Here's a simplified illustration:
import numpy as np
def array_append(arr, values, refcheck = True):
added_len = len(values)
if added_len == 0:
return arr
old_len = len(arr)
new_len = old_len + added_len
arr.resize(new_len, refcheck = refcheck)
arr[old_len:] = values
return arr
class DataCollector(object):
def __init__(self):
self._new_data = []
self._arr = np.array([])
def add_data(self, data):
self._new_data.append(data)
def get_data_as_array(self):
self._flush()
return self._arr
def _flush(self):
if not self._new_data:
return
# self._arr = self._append1()
# self._arr = self._append2()
self._arr = self._append3()
self._new_data = []
def _append1(self):
# always raises an error, because there are at least 2 refs:
# self._arr and local variable 'arr' in array_append()
return array_append(self._arr, self._new_data, refcheck = True)
def _append2(self):
# Does not raise an error, but unsafe in case there are other
# references to self._arr
return array_append(self._arr, self._new_data, refcheck = False)
def _append3(self):
# "inline" version: works if there are no other references
# to self._arr, but raises an error if there are.
added_len = len(self._new_data)
old_len = len(self._arr)
self._arr.resize(old_len + added_len, refcheck = True)
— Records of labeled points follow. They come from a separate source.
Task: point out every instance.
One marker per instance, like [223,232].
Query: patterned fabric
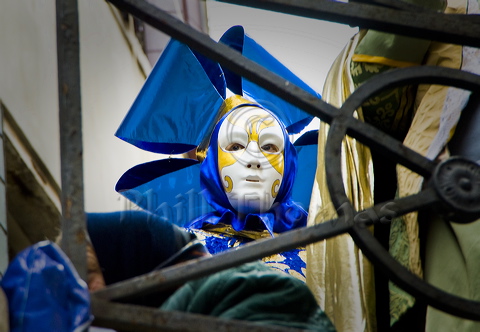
[340,277]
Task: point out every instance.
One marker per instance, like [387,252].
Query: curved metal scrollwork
[454,184]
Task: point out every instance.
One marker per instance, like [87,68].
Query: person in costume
[207,194]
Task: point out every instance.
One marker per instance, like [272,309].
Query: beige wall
[113,69]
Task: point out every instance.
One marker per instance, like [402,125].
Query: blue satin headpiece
[178,108]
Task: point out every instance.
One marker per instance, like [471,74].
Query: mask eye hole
[233,147]
[270,148]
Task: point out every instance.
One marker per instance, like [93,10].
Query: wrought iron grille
[385,15]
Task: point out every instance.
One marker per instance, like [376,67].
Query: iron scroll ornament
[460,174]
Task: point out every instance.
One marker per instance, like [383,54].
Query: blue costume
[180,108]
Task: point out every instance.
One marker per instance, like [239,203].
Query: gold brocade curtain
[338,274]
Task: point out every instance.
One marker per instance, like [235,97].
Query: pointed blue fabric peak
[178,103]
[294,118]
[182,94]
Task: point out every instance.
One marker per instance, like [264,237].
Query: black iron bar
[175,275]
[423,291]
[73,215]
[263,77]
[425,24]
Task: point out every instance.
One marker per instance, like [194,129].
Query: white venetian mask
[251,159]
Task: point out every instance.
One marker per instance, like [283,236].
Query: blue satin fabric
[178,103]
[174,111]
[284,214]
[292,117]
[182,94]
[171,187]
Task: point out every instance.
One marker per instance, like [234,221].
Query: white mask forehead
[248,123]
[250,158]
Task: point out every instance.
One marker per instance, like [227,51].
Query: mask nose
[252,155]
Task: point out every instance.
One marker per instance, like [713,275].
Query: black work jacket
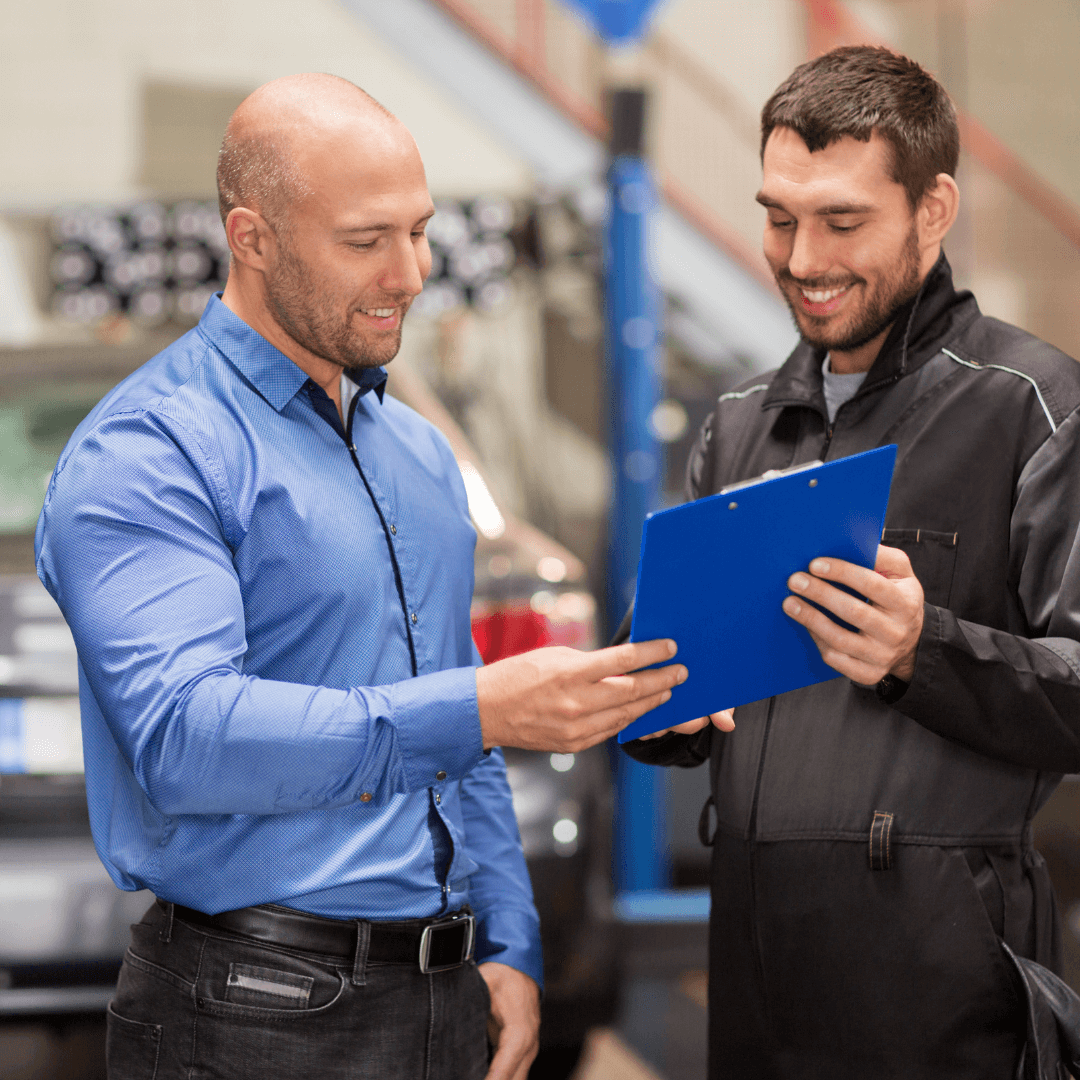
[820,788]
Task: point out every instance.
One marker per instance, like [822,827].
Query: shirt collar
[267,368]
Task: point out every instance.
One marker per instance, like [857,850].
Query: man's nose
[404,272]
[809,257]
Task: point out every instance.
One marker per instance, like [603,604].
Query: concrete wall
[73,78]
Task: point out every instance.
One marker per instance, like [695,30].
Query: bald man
[267,567]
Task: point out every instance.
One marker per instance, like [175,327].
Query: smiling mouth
[823,301]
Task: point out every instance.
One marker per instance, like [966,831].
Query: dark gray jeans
[194,1003]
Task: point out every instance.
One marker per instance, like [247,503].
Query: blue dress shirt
[275,664]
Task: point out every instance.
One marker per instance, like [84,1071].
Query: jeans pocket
[267,987]
[131,1048]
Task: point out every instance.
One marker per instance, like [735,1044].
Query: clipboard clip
[770,474]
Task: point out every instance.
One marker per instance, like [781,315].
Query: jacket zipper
[753,845]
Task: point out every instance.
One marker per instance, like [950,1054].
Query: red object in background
[508,628]
[508,631]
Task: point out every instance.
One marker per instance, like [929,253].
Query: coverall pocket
[933,559]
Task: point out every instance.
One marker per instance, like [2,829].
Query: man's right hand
[558,699]
[725,719]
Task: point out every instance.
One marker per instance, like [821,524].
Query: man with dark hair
[267,568]
[872,835]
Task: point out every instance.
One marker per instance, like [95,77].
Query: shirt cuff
[437,724]
[512,937]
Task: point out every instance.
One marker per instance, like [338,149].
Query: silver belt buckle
[447,944]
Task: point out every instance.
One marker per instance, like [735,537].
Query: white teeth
[820,296]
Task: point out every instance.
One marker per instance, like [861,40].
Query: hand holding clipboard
[714,576]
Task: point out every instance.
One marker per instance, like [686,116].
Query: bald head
[267,156]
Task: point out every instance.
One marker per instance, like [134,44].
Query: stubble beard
[879,309]
[306,310]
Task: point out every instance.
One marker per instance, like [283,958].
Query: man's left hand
[514,1024]
[889,620]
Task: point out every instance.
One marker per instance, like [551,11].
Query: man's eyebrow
[376,227]
[837,210]
[379,226]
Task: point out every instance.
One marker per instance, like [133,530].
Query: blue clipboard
[713,575]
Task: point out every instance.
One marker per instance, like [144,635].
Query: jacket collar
[932,316]
[268,369]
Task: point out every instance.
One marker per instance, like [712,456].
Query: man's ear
[251,239]
[937,210]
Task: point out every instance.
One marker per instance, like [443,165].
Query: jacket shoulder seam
[740,394]
[982,365]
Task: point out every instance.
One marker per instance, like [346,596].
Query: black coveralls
[868,855]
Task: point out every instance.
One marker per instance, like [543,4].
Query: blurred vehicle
[63,922]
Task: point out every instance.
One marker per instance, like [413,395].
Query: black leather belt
[434,944]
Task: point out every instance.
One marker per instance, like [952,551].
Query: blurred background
[111,112]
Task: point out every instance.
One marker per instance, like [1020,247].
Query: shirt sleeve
[500,891]
[134,544]
[1015,697]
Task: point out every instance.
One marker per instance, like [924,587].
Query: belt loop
[166,928]
[880,847]
[705,833]
[363,944]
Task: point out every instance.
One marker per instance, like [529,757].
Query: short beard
[881,309]
[302,308]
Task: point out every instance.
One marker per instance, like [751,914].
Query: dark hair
[859,90]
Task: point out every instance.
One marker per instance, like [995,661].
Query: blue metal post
[634,322]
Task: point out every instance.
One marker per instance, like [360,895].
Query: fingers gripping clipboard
[713,575]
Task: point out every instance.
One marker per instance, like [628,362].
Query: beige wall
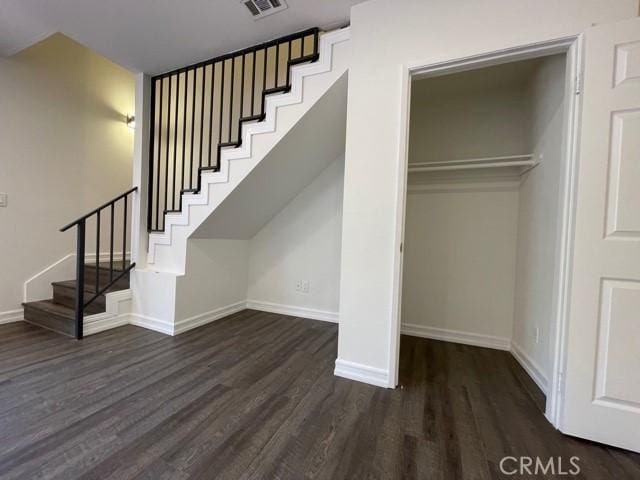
[64,148]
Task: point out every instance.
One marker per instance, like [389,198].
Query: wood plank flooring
[253,396]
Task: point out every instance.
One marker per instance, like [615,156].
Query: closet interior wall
[480,244]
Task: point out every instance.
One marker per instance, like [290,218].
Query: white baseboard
[362,373]
[311,313]
[476,339]
[182,326]
[11,316]
[530,366]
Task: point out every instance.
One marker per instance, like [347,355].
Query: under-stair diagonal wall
[155,280]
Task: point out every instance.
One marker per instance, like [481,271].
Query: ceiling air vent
[262,8]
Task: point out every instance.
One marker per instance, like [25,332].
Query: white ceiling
[154,36]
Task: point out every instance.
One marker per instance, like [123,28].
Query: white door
[602,376]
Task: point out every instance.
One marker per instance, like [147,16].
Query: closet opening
[483,231]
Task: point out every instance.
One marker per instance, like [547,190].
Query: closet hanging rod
[521,160]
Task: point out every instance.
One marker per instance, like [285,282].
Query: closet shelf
[509,168]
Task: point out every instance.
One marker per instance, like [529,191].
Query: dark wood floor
[253,396]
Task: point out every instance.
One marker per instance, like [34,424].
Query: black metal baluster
[184,133]
[152,133]
[124,236]
[193,127]
[241,99]
[288,79]
[79,305]
[204,78]
[166,169]
[159,151]
[222,80]
[253,83]
[97,251]
[111,247]
[213,81]
[276,79]
[174,180]
[264,82]
[316,36]
[233,81]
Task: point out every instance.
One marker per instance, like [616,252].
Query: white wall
[384,37]
[469,115]
[65,149]
[459,267]
[216,277]
[302,242]
[539,219]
self._arr[old_len:] = self._new_data
return self._arr
dc = DataCollector()
dc.add_data(0)
dc.add_data(1)
print dc.get_data_as_array()
dc.add_data(2)
print dc.get_data_as_array()
x = dc.get_data_as_array() # create an external reference
print x.shape
for i in xrange(5000):
dc.add_data(999)
print dc.get_data_as_array()
print x.shape
Questions:
Is there a better (fast) way of doing what I'm trying to do (creating numpy array incrementally)?
Is there a way of telling the resize() method: "perform refcheck, but ignore that one reference (or n references) which I know to be safe"? (that would solve the problem that _append1() always fails)
The resize method has two main problems. The first is that you return a reference to self._arr when the user calls get_data_as_array. Now the resize will do one of two things depending on your implementation. It'll either modify the array you've given you're user ie the user will take a.shape and the shape will unpredictably change. Or it'll corrupt that array, having it point to bad memory. You could solve that issue by always having get_data_as_array return self._arr.copy(), but that brings me to the second issue. resize is acctually not very efficient. I believe in general, resize has to allocate new memory and do a copy every time it is called to grow an array. Plus now you need to copy the array every time you want to return it to your user.
Another approach would be to design your own dynamic array, that would look something like:
class DynamicArray(object):
_data = np.empty(1)
data = _data[:0]
len = 0
scale_factor = 2
def append(self, values):
old_data = len(self.data)
total_data = len(values) + old_data
total_storage = len(self._data)
if total_storage < total_data:
while total_storage < total_data:
total_storage = np.ceil(total_storage * self.scale_factor)
self._data = np.empty(total_storage)
self._data[:old_data] = self.data
self._data[old_data:total_data] = values
self.data = self._data[:total_data]
This should be very fast because you only need to grow the array log(N) times and you use at most 2*N-1 storage where N is the max size of the array. Other than growing the array, you're just making views of _data which doesn't involve any copying and should be constant time.
Hope this is useful.
I will use array.array() to do the data collection:
import array
a = array.array("d")
for i in xrange(100):
a.append(i*2)
Every time when you want to do some calculation with the collected data, convert it to numpy.ndarray by numpy.frombuffer:
b = np.frombuffer(a, dtype=float)
print np.mean(b)
b will share data memory with a, so the convertion is very fast.